Лека молчала. Что она могла сказать?
– Как Коробов? – Феттучино морщился от боли. – Мы оставили его одного. Очень плохо. Там целая банда. Нужно вызвать полицию.
– Не нужно. – Лека смотрела в окно. – Он сам разберется. Это же Демид.
– Ну, как он? – Демид был спокоен, как удав. Ну конечно, чего ему беспокоиться?
– В порядке. Он ничего оказался, этот Феттучино. В молодости, наверное, всякого повидал. Тобой восхищался. Спрашивал, не хочешь ли ты пойти к нему в телохранители?
– В телохранители? Круто… А о моем проекте?
– Ничего. Ни слова.
– Понятно, – сказал Демид. – Это понятно.
– Зато мне ничего не понятно! – заорала Лека. – Что произошло?! Как ты мог допустить, что эти два урода, два жирных индюка, добрались до Феттучино? Зачем ты это сделал?
– Да, я сделал это. Я задержался – секунд на десять. – Глаза Демида, обычно затуманенные серой дымкой, вдруг обрели кинжальную ясность. – В конце концов, я тоже человек, я не машина. Имею право на слабости. Мне стало обидно, что этот чванливый Чарли Феттучино, толстый вонючий чмошник, думает обо мне, о тебе, обо всех нас, как о полном дерьме и ничтожестве. Он понятия не имеет, что за сокровище я ему предлагаю. Он и мысли не допускает о том, что русские могут изобрести что-то путное. Я для него – прощелыга, халтурщик, даже пытающийся придумать что-нибудь, не смахивающее на полную бредятину, чтобы выцыганить у него денежки. А знаешь, что он думает о тебе?

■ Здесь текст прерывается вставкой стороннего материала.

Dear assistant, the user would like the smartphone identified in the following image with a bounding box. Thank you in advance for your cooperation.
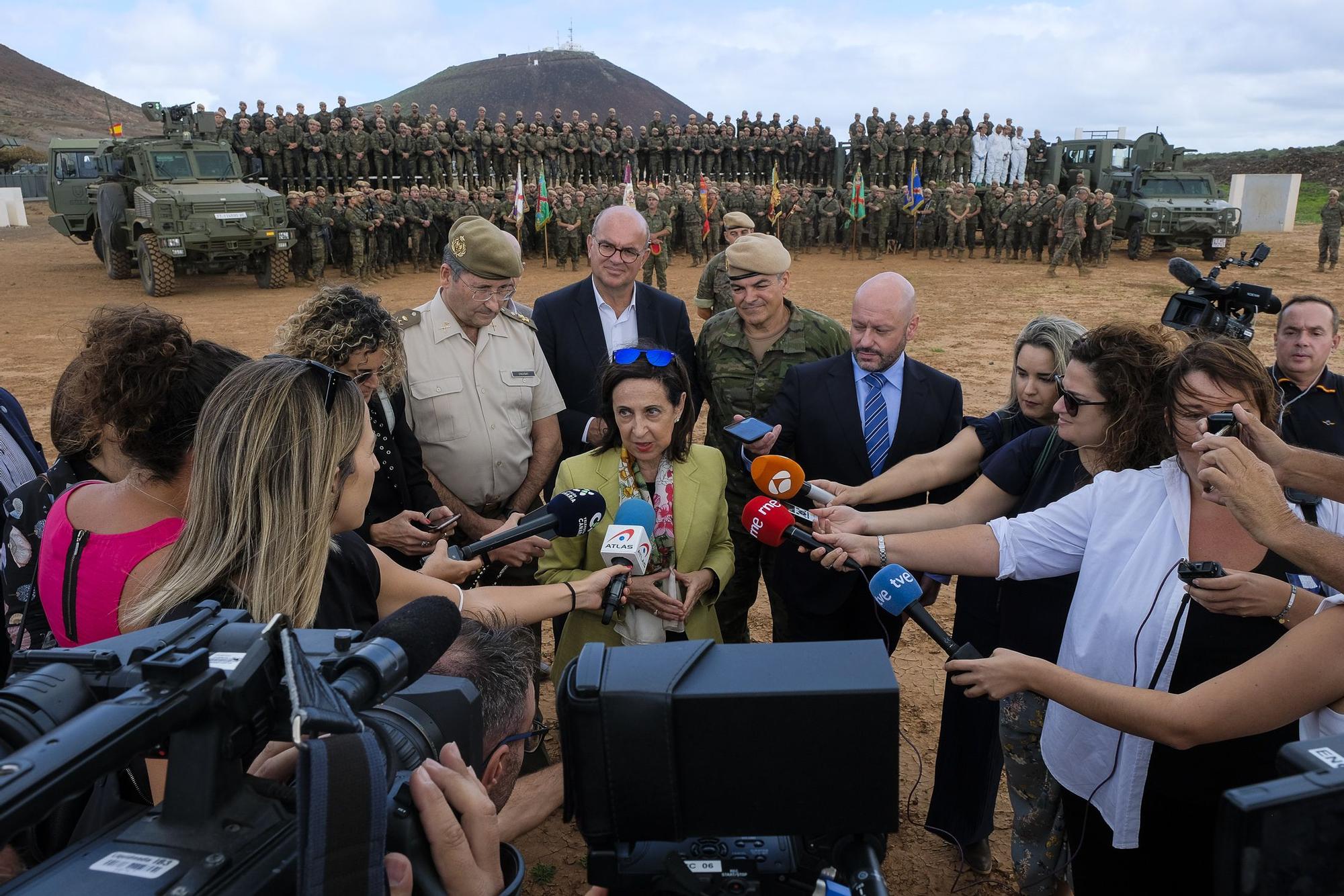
[1176,560,1227,584]
[723,416,774,445]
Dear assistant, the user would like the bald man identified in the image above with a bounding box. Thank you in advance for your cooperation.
[747,271,961,653]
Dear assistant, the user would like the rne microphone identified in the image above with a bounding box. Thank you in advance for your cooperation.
[751,454,836,504]
[742,494,863,575]
[602,498,653,625]
[868,563,984,660]
[448,489,606,560]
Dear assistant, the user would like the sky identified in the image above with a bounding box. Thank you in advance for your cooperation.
[0,0,1344,152]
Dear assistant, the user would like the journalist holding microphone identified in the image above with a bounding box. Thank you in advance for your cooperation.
[538,343,732,676]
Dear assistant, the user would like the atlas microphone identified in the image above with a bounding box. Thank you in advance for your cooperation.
[742,497,863,575]
[751,454,836,504]
[602,498,653,625]
[868,563,982,660]
[448,489,606,560]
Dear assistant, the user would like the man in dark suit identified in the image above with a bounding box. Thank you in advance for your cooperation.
[747,271,961,650]
[532,206,702,470]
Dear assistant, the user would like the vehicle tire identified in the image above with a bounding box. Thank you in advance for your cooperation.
[136,234,176,298]
[257,249,292,289]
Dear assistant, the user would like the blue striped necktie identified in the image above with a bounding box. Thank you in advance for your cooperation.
[863,373,891,476]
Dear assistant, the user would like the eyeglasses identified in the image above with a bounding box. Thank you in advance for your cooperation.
[597,240,644,265]
[265,355,352,414]
[612,348,673,367]
[1055,373,1110,416]
[485,721,551,758]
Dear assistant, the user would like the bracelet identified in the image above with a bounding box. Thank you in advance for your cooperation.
[1274,582,1297,626]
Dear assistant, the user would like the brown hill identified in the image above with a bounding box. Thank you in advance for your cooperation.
[0,44,159,148]
[363,50,694,132]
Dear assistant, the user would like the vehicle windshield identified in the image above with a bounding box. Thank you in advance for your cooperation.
[1144,177,1214,196]
[149,152,195,180]
[196,152,234,180]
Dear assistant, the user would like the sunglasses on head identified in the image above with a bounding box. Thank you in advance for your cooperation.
[612,348,673,367]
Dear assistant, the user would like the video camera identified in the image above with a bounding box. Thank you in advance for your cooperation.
[555,641,900,896]
[1163,243,1282,343]
[0,598,523,896]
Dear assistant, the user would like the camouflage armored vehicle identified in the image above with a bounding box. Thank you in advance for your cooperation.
[1042,133,1242,261]
[47,102,296,297]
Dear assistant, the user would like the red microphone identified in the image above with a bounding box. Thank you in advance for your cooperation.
[742,494,863,574]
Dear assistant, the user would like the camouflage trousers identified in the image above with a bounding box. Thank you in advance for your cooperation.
[999,690,1068,896]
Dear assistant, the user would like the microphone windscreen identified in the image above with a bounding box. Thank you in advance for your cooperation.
[546,489,606,539]
[613,498,655,537]
[868,563,923,617]
[751,454,802,498]
[364,595,462,682]
[742,494,793,548]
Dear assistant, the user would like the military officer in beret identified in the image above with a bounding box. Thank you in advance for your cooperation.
[695,211,755,321]
[698,234,849,643]
[399,215,564,584]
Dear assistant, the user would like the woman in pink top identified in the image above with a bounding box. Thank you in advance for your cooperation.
[35,305,247,647]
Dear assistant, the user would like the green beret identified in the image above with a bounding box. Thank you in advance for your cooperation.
[448,215,523,279]
[723,234,790,279]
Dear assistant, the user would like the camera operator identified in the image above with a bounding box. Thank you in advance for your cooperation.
[1269,296,1344,454]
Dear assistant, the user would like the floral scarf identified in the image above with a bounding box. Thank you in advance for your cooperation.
[620,447,676,572]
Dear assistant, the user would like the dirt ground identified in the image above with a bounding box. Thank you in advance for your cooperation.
[0,204,1344,896]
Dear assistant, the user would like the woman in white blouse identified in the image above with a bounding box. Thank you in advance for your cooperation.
[818,339,1344,896]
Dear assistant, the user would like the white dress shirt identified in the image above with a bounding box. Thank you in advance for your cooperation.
[989,458,1344,849]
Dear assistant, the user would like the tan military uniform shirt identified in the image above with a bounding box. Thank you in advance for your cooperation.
[402,293,564,509]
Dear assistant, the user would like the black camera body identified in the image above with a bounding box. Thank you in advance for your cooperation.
[1163,243,1282,343]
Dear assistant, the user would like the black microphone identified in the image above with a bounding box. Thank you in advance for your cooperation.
[448,489,606,560]
[332,595,462,709]
[1167,255,1204,286]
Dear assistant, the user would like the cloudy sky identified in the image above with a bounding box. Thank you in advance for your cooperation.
[0,0,1344,152]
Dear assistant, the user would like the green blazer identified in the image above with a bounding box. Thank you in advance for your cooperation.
[536,445,732,681]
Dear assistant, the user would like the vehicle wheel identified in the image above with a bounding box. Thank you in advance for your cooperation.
[136,234,176,298]
[257,249,292,289]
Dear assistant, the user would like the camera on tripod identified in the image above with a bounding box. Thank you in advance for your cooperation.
[1163,243,1282,343]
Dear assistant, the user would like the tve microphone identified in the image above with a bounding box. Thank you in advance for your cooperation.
[868,563,982,660]
[332,595,462,709]
[602,498,653,625]
[448,489,606,560]
[751,454,836,504]
[742,494,863,575]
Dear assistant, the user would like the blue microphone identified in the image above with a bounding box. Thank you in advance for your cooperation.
[868,563,984,660]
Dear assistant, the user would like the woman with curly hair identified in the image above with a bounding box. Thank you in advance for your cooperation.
[276,283,456,570]
[30,305,247,647]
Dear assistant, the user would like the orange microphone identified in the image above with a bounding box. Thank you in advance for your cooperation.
[751,454,836,504]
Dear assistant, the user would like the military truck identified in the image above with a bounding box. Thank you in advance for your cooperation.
[47,102,297,297]
[1042,133,1242,261]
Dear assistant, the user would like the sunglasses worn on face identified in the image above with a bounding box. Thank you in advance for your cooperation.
[1055,373,1109,416]
[612,348,672,367]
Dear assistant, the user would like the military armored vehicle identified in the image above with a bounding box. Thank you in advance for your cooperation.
[1042,133,1242,261]
[47,102,296,297]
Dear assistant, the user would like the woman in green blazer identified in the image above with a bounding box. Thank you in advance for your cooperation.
[536,347,732,680]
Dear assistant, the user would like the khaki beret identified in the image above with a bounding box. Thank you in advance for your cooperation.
[448,215,523,279]
[723,234,790,279]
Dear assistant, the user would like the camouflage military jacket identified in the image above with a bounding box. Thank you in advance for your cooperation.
[696,300,849,527]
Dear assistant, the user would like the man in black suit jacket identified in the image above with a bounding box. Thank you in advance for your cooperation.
[749,271,961,650]
[532,206,700,470]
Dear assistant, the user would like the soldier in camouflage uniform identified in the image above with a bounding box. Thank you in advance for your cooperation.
[696,234,849,643]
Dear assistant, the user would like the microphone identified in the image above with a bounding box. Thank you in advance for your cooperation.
[751,454,836,504]
[742,494,863,575]
[1167,255,1204,286]
[448,489,606,560]
[602,498,653,625]
[868,563,982,660]
[332,595,462,709]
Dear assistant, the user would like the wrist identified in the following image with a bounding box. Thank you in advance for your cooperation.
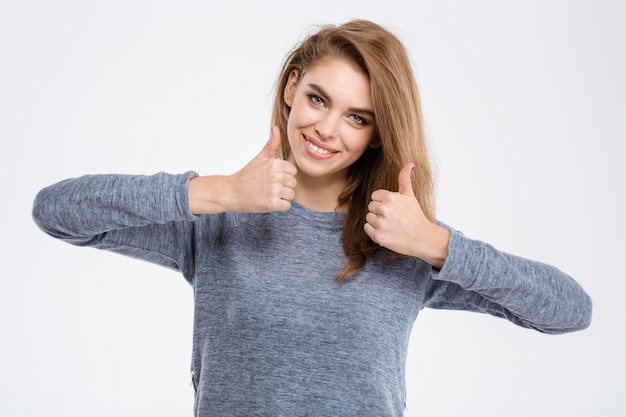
[188,175,229,215]
[418,223,450,269]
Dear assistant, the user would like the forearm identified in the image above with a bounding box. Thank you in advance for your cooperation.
[434,232,592,333]
[33,172,196,240]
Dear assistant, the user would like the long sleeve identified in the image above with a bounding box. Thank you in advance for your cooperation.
[32,172,197,281]
[426,226,592,334]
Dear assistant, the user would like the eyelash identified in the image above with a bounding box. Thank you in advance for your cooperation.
[309,94,367,125]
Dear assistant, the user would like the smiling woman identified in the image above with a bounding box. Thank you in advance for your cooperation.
[33,17,591,417]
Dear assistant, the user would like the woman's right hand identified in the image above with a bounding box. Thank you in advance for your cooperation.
[189,126,297,214]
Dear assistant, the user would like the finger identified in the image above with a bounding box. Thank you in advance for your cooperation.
[283,161,298,175]
[372,189,389,201]
[280,187,296,200]
[259,126,280,158]
[283,175,298,189]
[365,212,378,229]
[363,223,378,243]
[367,200,382,214]
[398,162,415,197]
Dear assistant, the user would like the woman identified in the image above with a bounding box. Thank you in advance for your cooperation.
[33,21,591,416]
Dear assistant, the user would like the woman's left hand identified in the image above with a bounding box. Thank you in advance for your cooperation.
[365,163,450,268]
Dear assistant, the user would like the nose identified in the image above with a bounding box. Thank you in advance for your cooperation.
[315,112,340,139]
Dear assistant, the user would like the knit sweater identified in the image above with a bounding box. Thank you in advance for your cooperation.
[33,172,591,417]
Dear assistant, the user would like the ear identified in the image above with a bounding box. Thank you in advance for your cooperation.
[283,70,300,107]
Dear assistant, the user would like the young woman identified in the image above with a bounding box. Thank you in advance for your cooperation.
[33,21,591,417]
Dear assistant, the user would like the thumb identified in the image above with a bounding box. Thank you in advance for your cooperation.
[398,162,415,197]
[259,126,280,158]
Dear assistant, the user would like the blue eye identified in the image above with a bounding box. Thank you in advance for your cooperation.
[350,114,365,125]
[309,94,324,106]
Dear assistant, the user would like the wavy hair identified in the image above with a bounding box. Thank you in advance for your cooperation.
[272,20,435,281]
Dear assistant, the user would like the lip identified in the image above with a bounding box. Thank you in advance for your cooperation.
[302,134,338,159]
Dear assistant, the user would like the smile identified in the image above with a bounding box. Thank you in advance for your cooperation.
[303,136,337,159]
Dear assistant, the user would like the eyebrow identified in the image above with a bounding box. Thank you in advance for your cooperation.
[308,84,376,119]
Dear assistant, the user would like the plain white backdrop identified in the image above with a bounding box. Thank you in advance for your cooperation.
[0,0,626,417]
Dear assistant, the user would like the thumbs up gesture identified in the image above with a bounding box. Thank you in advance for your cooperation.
[364,163,450,268]
[189,126,297,214]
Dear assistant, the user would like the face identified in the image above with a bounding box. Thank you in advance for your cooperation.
[284,59,375,182]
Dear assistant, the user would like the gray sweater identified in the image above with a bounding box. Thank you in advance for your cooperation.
[33,172,591,417]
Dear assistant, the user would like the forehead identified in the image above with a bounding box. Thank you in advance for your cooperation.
[301,58,372,108]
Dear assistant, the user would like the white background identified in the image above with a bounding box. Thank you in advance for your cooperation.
[0,0,626,417]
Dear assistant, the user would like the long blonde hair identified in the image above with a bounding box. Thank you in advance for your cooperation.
[272,20,435,281]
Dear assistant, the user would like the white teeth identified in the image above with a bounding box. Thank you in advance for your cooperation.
[307,140,332,155]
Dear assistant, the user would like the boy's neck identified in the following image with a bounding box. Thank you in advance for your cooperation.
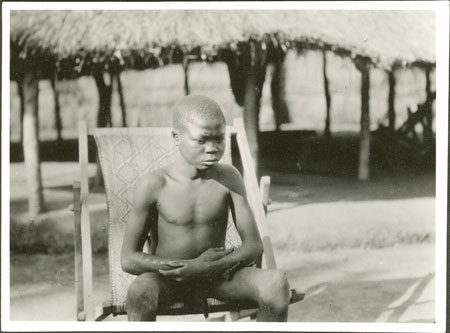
[175,158,211,180]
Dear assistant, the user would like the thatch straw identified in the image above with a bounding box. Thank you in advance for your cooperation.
[11,10,435,72]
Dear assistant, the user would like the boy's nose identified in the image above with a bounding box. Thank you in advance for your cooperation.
[205,142,219,154]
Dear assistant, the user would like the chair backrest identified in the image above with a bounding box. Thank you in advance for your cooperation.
[90,126,241,306]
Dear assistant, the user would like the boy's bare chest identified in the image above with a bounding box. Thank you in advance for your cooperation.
[157,180,229,225]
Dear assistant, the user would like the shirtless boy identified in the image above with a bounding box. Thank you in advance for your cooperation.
[121,95,289,321]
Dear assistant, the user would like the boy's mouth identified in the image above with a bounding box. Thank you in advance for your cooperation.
[202,158,219,165]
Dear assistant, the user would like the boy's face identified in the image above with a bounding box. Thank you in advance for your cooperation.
[172,117,225,170]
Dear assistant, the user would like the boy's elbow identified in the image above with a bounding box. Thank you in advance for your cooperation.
[120,255,134,274]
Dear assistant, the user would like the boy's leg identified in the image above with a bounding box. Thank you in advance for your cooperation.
[213,267,289,321]
[127,272,176,321]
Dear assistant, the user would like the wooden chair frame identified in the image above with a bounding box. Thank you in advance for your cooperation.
[73,118,304,321]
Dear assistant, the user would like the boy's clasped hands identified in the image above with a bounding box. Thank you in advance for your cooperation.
[159,247,241,282]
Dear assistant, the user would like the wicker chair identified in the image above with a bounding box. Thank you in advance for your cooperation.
[74,119,304,321]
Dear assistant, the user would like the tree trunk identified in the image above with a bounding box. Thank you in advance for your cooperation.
[388,70,396,132]
[270,51,290,130]
[182,56,189,96]
[358,63,370,180]
[115,72,127,127]
[223,50,246,106]
[322,50,331,138]
[50,75,62,141]
[17,79,25,145]
[23,71,45,220]
[423,67,433,145]
[243,41,267,178]
[94,70,112,186]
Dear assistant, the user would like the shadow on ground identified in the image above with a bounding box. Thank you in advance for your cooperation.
[289,273,434,323]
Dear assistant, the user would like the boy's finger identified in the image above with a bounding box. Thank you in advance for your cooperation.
[224,247,234,255]
[166,261,186,268]
[158,268,180,276]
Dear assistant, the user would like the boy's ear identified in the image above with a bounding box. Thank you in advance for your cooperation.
[172,129,180,146]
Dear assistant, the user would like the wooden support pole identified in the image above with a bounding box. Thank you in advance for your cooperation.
[183,56,190,96]
[17,79,25,145]
[243,69,259,175]
[388,69,396,131]
[78,121,94,321]
[115,72,127,127]
[356,60,370,180]
[73,182,86,321]
[322,50,331,138]
[23,71,45,220]
[50,74,62,141]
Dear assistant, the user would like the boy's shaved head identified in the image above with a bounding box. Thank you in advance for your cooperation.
[172,95,225,131]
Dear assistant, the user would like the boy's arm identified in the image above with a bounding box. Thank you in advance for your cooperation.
[121,174,184,275]
[159,165,263,281]
[214,166,264,278]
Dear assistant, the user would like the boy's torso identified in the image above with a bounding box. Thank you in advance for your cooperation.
[151,163,230,259]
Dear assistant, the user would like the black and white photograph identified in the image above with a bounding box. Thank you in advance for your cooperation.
[1,1,449,332]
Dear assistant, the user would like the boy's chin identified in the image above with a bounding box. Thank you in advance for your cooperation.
[197,162,217,170]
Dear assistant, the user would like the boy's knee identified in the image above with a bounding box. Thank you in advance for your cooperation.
[258,270,289,311]
[127,275,159,312]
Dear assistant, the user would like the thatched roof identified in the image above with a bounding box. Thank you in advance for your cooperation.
[11,10,435,76]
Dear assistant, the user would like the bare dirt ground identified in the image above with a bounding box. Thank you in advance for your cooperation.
[10,163,435,322]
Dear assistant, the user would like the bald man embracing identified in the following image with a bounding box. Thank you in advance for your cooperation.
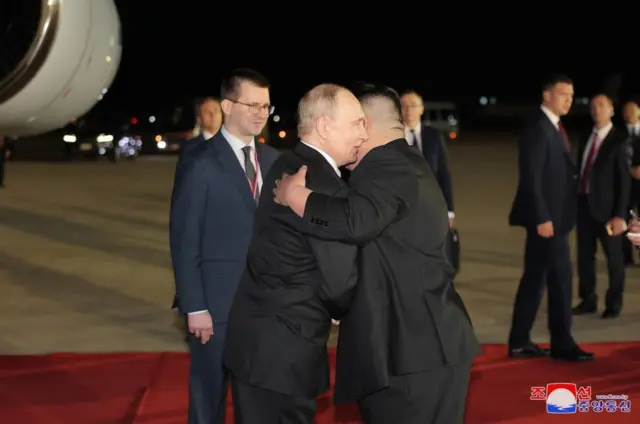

– Плевать мне на это, – устало сказала Лека. – Опять ты за свои сказки, Демид. «Он думает… Она подумала…» Человек не может читать чужие мысли. И ты не можешь их читать. Вся эта телепатия – чушь собачья. Просто тебе хочется считать, что Чарли так думает. Ты сам придумал его мысли, на основе своего кретинского самомнения совершил суд и вынес приговор: «Денег не даст, а раз так, пускай все собаки рвут его на части!» Ты невыносим, Демид. И никогда не видать тебе денег, как своих ушей! Ты распугиваешь клиентов как болотная кикимора! Сам жри своих эмбрионов!
Слезы предательски пролились по щекам горячими дорожками, Лека опустила голову. Ей не было жалко Феттучино, не было жалко денег. Ей было страшно за Демида – ее родного, любимого Демку. Что-то странное творилось с ним. Он менялся. Он стал
(хуже?)
нет, жестче. В стертых архивах памяти Леки зашевелились воспоминания. Когда-то такое уже случалось с ним.
До болезни? Нет, ничего не помню, и не хочу вспоминать. Я просто устала.
– Телепатия существует, – сказал Демид.
– Да? (осел упрямый) Тогда угадай, о чем я сейчас думаю! (раз два три четырепять вышел зайчик погулять) Ну, давай, угадывай! (ни черта у тебя не получится)
– Сейчас не могу. – Демид виновато почесал в затылке. – Это иногда само собой получается, помимо моей воли.
– Все. – Лека хлопнула ладонью по столу. – Вопрос закрыт. Еще раз услышу об этом – сдам тебя в психушку.